Le petit d’Auvergne[2] est amoureux de la lecture ; il n’avait pas un moment de reposa l’armée, qu’il n’eût un livre à la main ; et Dieu sait si M. du Plessis et nous faisons valoir cette passion si noble et si belle ! Nous voulons être persuadés que le marquis en sera susceptible ; nous n’oublions rien, du moins, pour lui inspirer un goût si convenable. M. le chevalier est plus utile à ce petit garçon qu’on ne peut se l’imaginer ; il lui dit toujours les meilleures choses du monde sur les grosses cordes de l’honneur et de la réputation, et prend un soin de ses affaires, dont vous ne sauriez trop le remercier. Il entre dans tout, il se mêle de tout, et veut que le marquis ménage lui-même son argent ; qu’il écrive, qu’il suppute, qu’il ne dépense rien d’inutile : c’est ainsi qu’il tâche de lui donner son esprit de règle et d’économie, et de lui ôter un air de grand seigneur, de qu’importe, iï ignorance et tf indifférence, qui conduit fort droit à toutes sortes d’injustices, et enfin à l’hôpital. Voyez s’il y a une obligation pareille à celle d’élever votre fils dans ces principes. Pour moi, j’en suis charmée, et trouve bien plus de noblesse à cette éducation qu’aux autres. M. le chevalier a un peu de goutte : il ira demain, s’il peut, à Versailles ; il vous rendra compte de vos affaires.

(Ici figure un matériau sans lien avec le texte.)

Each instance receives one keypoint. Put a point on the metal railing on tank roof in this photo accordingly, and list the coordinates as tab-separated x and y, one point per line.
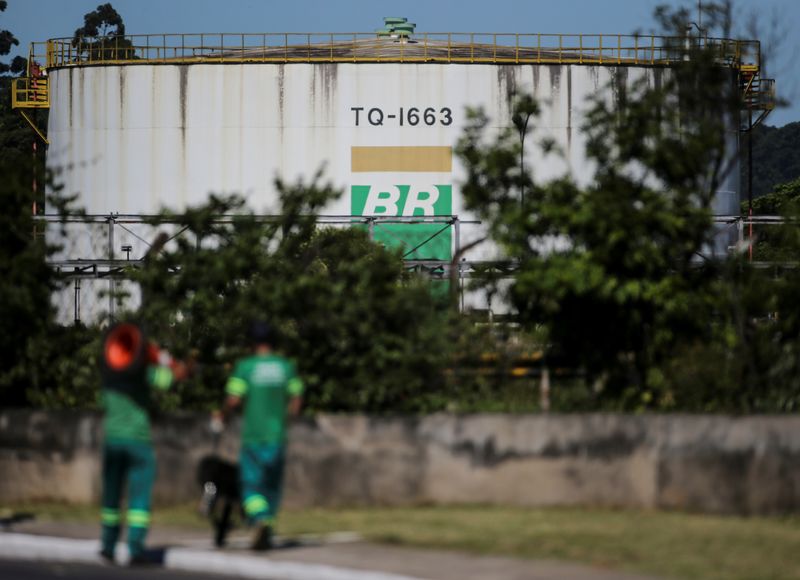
447	47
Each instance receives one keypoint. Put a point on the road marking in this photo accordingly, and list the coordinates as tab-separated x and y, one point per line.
47	548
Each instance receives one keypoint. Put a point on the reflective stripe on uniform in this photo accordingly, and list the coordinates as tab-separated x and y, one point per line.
109	516
255	504
295	387
138	518
162	378
236	386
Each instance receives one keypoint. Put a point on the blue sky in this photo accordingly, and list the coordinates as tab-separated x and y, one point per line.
36	20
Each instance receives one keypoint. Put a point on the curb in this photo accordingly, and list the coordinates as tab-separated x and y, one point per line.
48	548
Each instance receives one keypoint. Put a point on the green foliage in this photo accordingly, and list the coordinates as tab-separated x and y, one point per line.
611	269
102	36
366	335
25	286
776	157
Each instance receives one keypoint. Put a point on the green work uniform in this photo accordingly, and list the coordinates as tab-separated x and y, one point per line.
265	383
128	454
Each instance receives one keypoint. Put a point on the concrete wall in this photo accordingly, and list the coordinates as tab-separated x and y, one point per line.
748	465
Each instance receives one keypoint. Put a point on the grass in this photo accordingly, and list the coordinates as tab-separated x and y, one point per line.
674	545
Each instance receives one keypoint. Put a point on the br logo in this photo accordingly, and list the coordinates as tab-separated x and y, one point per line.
401	200
428	241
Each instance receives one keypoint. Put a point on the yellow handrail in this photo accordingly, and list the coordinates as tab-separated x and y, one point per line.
496	48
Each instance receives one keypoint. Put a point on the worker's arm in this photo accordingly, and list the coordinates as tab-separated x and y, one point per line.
295	388
235	389
295	404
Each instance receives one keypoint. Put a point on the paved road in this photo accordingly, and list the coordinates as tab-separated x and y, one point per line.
18	570
325	558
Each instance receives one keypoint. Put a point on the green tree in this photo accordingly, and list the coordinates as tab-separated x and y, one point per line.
16	137
776	157
25	287
614	270
102	36
367	335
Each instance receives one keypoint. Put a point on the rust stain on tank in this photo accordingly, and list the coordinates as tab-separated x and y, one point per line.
122	70
569	108
619	84
281	84
71	94
507	83
183	80
329	76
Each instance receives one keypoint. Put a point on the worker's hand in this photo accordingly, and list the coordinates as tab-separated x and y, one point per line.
217	424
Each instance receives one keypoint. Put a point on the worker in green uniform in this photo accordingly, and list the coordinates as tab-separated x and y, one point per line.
130	367
268	387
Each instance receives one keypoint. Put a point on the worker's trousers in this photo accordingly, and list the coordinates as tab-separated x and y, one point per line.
131	462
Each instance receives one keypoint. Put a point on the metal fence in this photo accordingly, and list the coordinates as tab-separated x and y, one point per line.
445	47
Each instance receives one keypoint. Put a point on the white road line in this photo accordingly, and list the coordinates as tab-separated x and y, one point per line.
47	548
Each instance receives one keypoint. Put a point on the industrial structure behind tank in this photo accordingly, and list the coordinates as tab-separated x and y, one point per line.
164	120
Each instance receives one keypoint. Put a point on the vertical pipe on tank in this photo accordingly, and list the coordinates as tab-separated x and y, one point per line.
111	282
77	312
750	183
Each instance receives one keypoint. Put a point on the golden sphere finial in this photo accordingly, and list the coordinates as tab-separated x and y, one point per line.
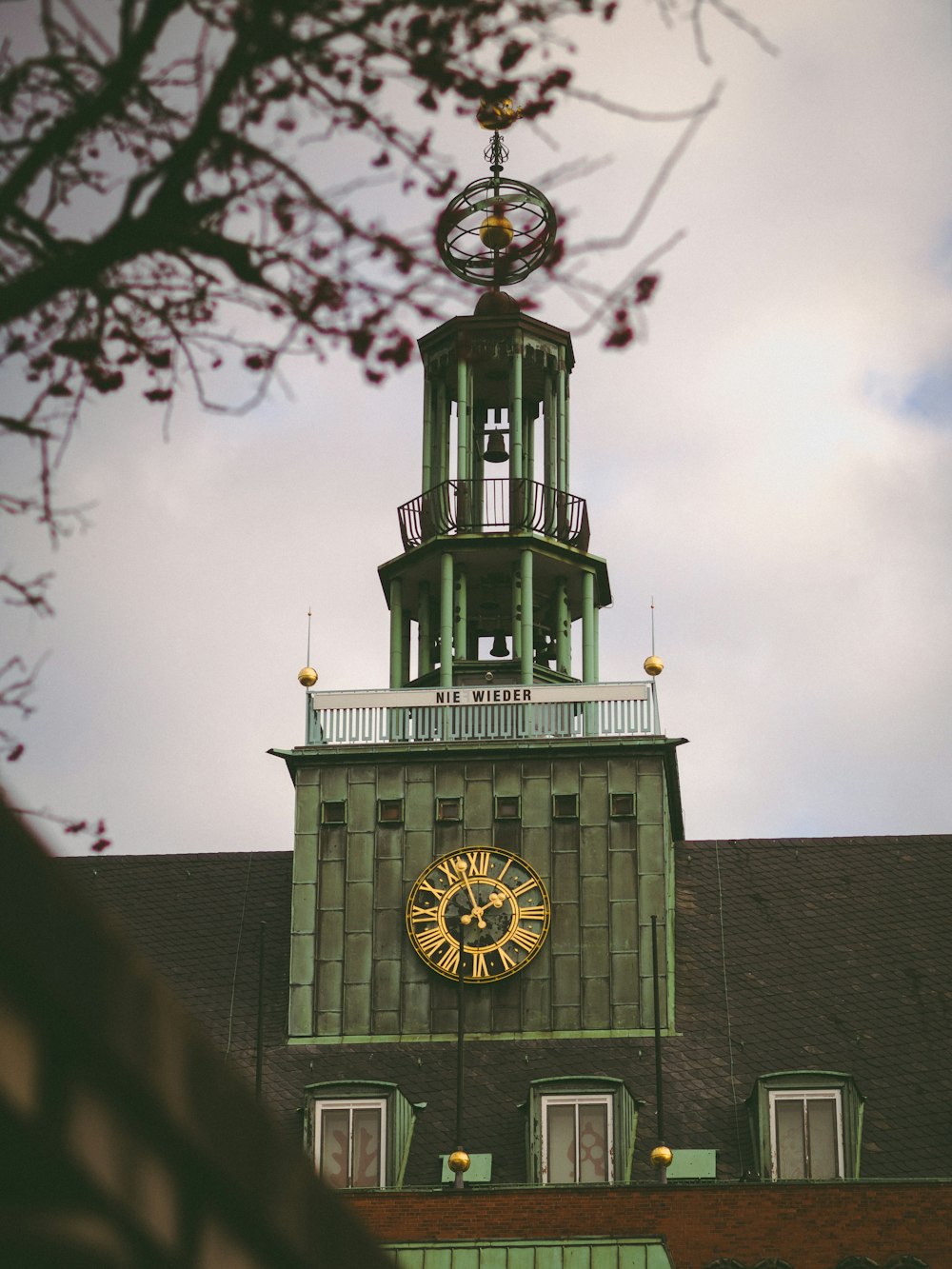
497	229
497	115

Vous savez présentement que vous êtes chevaliers de l’ordre : c’est une fort belle et agréable chose au milieu de votre province, dans le service actuel ; et cela siéra fort bien à la belle taille de M. de Grignan ; au moins n’y aura-t-il personne qui lui dispute en Provence, car il ne sera pas envié de monsieur son oncle[3] ; cela ne sort point de la famille.

La Fayette vient de sortir d’ici ; il a causé une heure d’un des amis de mon petit marquis : il en a conté de si grands ridicules, que le chevalier se croit obligé d’en parler à son père, qui est son ami. Il a fort remercié la Fayette de cet avis, parce qu’en effet il n’y a rien de si important que d’être en bonne compagnie ; et que souvent, sans être ridicule, on est ridiculisé par ceux avec qui on se trouve : soyez en repos là-dessus ; le chevalier y donnera bon ordre. Je serai bien fâchée s’il ne peut pas, dimanche, présenter son neveu ; cette goutte est un étrange rabat-joie. Au reste, ma fille, pensiez-vous que Pauline dût être parfaite ? Elle n’est pas douce dans sa chambre : il y a bien des gens fort aimés, fort estimés, qui ont eu ce défaut ; je crois qu’il vous sera aisé de l’en corriger ; mais gardez vous surtout de vous accoutumer à la gronder et à l’humilier. Toutes mes amies me chargent très-souvent de mille amitiés, de mille compliments pour vous. Madame de Lavardin vint hier ici me dire qu’elle vous estimait trop pour vous faire un compliment ; mais qu’elle vous embrassait de tout son cœur, et ce grand comte de Grignan ; voilà ses paroles. Vous avez grande raison de l’aimer.

Voici un fait. Madame de Brinon [4], l’âme de Saint-Cyr, l’amie intime de madame de Maintenon, n’est plus à Saint-Cyr ; elle en sortit il y a quatre jours : madame de Hanovre, qui l’aime, la ramena à l’hôtel de Guise, où elle est encore. Elle ne paraît point mal avec madame de Maintenon ; car elle envoie tous les jours savoir de ses nouvelles ; cela augmente la curiosité de savoir quel est donc le sujet de sa disgrâce. Tout le monde en parle tout bas, sans que personne en sache davantage ; si cela vient à s’éclaircir, je vous le manderai.


  1. Voyez la fable du Chêne et du roseau.
  2. François-Égon de la Tour, dit le prince d’Auvergne.
  3. M. l’archevêque d’ Arles.
  4. Supérieure de Saint-Cyr, femme de beaucoup de talent, mais ambitieuse.